Some people can design and build their own clippers just fine...  But some have had trouble.
There are some important design and construction issues that have to be
considered, such as inductance of the load resistors, mainly.   Some times these
problems aren't found out until it's too late.

It would be nice if folks on this forum can eventually come up with a  less expensive
and reliable  working option for clippers.  Choosing the proper load resistance and
making sure that the load is not going to get too hot and disconnect (like a water
heater) is very important.  Resistors with good ratings and good cooling is
also very important of course.

There is also the clipper method like Kestrel uses...   A whole BUNCH of bridge rectifiers
in series mounted to a heat sinking backplate.  The only problem with this is that
the clip voltage is fixed and not adjustable for varying conditions.

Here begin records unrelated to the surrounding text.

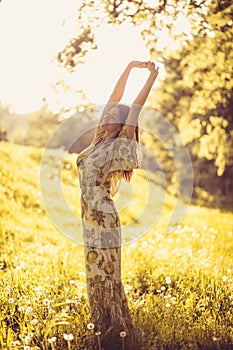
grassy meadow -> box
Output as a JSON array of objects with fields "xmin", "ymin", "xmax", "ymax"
[{"xmin": 0, "ymin": 142, "xmax": 233, "ymax": 350}]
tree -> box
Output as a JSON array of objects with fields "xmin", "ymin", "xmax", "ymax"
[
  {"xmin": 57, "ymin": 0, "xmax": 206, "ymax": 71},
  {"xmin": 157, "ymin": 1, "xmax": 233, "ymax": 198}
]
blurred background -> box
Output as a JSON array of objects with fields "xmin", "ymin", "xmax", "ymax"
[
  {"xmin": 0, "ymin": 0, "xmax": 233, "ymax": 350},
  {"xmin": 0, "ymin": 0, "xmax": 233, "ymax": 208}
]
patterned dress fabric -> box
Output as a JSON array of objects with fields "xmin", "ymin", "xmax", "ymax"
[{"xmin": 77, "ymin": 126, "xmax": 140, "ymax": 349}]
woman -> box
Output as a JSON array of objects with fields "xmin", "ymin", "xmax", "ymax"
[{"xmin": 77, "ymin": 61, "xmax": 158, "ymax": 350}]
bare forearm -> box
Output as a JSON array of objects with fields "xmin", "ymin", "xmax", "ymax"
[
  {"xmin": 133, "ymin": 73, "xmax": 157, "ymax": 106},
  {"xmin": 110, "ymin": 64, "xmax": 132, "ymax": 101}
]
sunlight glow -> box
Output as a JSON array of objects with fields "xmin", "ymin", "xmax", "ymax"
[{"xmin": 0, "ymin": 0, "xmax": 167, "ymax": 114}]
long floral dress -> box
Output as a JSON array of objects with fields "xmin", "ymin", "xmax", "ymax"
[{"xmin": 77, "ymin": 126, "xmax": 140, "ymax": 349}]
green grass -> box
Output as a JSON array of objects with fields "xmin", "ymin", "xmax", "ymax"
[{"xmin": 0, "ymin": 142, "xmax": 233, "ymax": 350}]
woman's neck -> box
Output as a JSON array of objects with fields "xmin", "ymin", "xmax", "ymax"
[{"xmin": 102, "ymin": 130, "xmax": 119, "ymax": 141}]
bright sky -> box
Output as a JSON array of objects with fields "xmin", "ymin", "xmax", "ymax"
[
  {"xmin": 0, "ymin": 0, "xmax": 189, "ymax": 114},
  {"xmin": 0, "ymin": 0, "xmax": 153, "ymax": 113}
]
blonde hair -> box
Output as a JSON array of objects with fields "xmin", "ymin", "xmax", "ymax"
[{"xmin": 76, "ymin": 105, "xmax": 139, "ymax": 197}]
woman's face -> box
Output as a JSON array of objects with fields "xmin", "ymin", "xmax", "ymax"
[{"xmin": 101, "ymin": 107, "xmax": 121, "ymax": 131}]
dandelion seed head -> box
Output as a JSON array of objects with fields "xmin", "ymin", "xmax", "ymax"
[
  {"xmin": 63, "ymin": 333, "xmax": 74, "ymax": 341},
  {"xmin": 48, "ymin": 337, "xmax": 57, "ymax": 344},
  {"xmin": 87, "ymin": 323, "xmax": 95, "ymax": 330},
  {"xmin": 25, "ymin": 306, "xmax": 33, "ymax": 315},
  {"xmin": 120, "ymin": 331, "xmax": 126, "ymax": 338}
]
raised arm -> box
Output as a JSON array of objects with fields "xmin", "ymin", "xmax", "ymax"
[
  {"xmin": 126, "ymin": 62, "xmax": 159, "ymax": 139},
  {"xmin": 101, "ymin": 61, "xmax": 147, "ymax": 122}
]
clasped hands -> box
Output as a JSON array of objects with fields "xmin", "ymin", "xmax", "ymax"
[{"xmin": 129, "ymin": 61, "xmax": 159, "ymax": 76}]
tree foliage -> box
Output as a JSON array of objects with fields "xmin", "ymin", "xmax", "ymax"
[
  {"xmin": 58, "ymin": 0, "xmax": 233, "ymax": 201},
  {"xmin": 155, "ymin": 1, "xmax": 233, "ymax": 176}
]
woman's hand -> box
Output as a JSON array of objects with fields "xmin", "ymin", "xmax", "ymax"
[
  {"xmin": 147, "ymin": 61, "xmax": 159, "ymax": 77},
  {"xmin": 129, "ymin": 61, "xmax": 147, "ymax": 68}
]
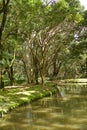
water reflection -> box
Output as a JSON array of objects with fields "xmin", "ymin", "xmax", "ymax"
[{"xmin": 0, "ymin": 84, "xmax": 87, "ymax": 130}]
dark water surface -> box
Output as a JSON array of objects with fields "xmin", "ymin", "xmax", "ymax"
[{"xmin": 0, "ymin": 84, "xmax": 87, "ymax": 130}]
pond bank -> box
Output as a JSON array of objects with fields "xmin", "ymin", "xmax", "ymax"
[{"xmin": 0, "ymin": 82, "xmax": 57, "ymax": 117}]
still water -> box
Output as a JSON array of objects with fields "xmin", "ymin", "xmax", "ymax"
[{"xmin": 0, "ymin": 84, "xmax": 87, "ymax": 130}]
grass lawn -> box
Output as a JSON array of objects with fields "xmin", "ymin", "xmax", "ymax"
[{"xmin": 0, "ymin": 82, "xmax": 57, "ymax": 117}]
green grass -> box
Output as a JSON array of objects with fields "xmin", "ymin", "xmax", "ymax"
[{"xmin": 0, "ymin": 82, "xmax": 56, "ymax": 114}]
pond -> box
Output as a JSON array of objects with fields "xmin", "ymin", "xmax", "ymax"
[{"xmin": 0, "ymin": 86, "xmax": 87, "ymax": 130}]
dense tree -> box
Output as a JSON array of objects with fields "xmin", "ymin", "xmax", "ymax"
[{"xmin": 0, "ymin": 0, "xmax": 86, "ymax": 88}]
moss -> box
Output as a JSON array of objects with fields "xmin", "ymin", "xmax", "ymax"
[{"xmin": 0, "ymin": 82, "xmax": 56, "ymax": 117}]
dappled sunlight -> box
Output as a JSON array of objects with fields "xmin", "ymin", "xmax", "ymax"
[{"xmin": 16, "ymin": 91, "xmax": 36, "ymax": 95}]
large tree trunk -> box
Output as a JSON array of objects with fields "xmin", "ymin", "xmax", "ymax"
[
  {"xmin": 9, "ymin": 66, "xmax": 14, "ymax": 85},
  {"xmin": 0, "ymin": 0, "xmax": 10, "ymax": 88}
]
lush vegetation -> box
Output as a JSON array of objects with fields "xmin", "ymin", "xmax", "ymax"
[{"xmin": 0, "ymin": 0, "xmax": 87, "ymax": 88}]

Anyway, for now, a clipper will be necessary to keep things working smoothly for wind mppt.

boB for now.

[fabricator]

My understanding is that Halfcrazy has been using a Classic with an Axial flux turbine for quite some time now. There is a PDF over on the Midnite forum of his homerew "clipper" device.  It basically uses the Classic's Aux output and a relay that throws a contactor to directly short all 3 phases if the voltage starts to get close to the maximum allowed.  It does not seem pretty nor elegant, but it does seem  to work.  I am planning on copying his design to protect my Classic from over-voltage.

Something you might want to consider, use a dpdt contactor to disconnect the DC side at the rectifier and short the DC side of the rectifier, it makes for a softer stop for the turbine.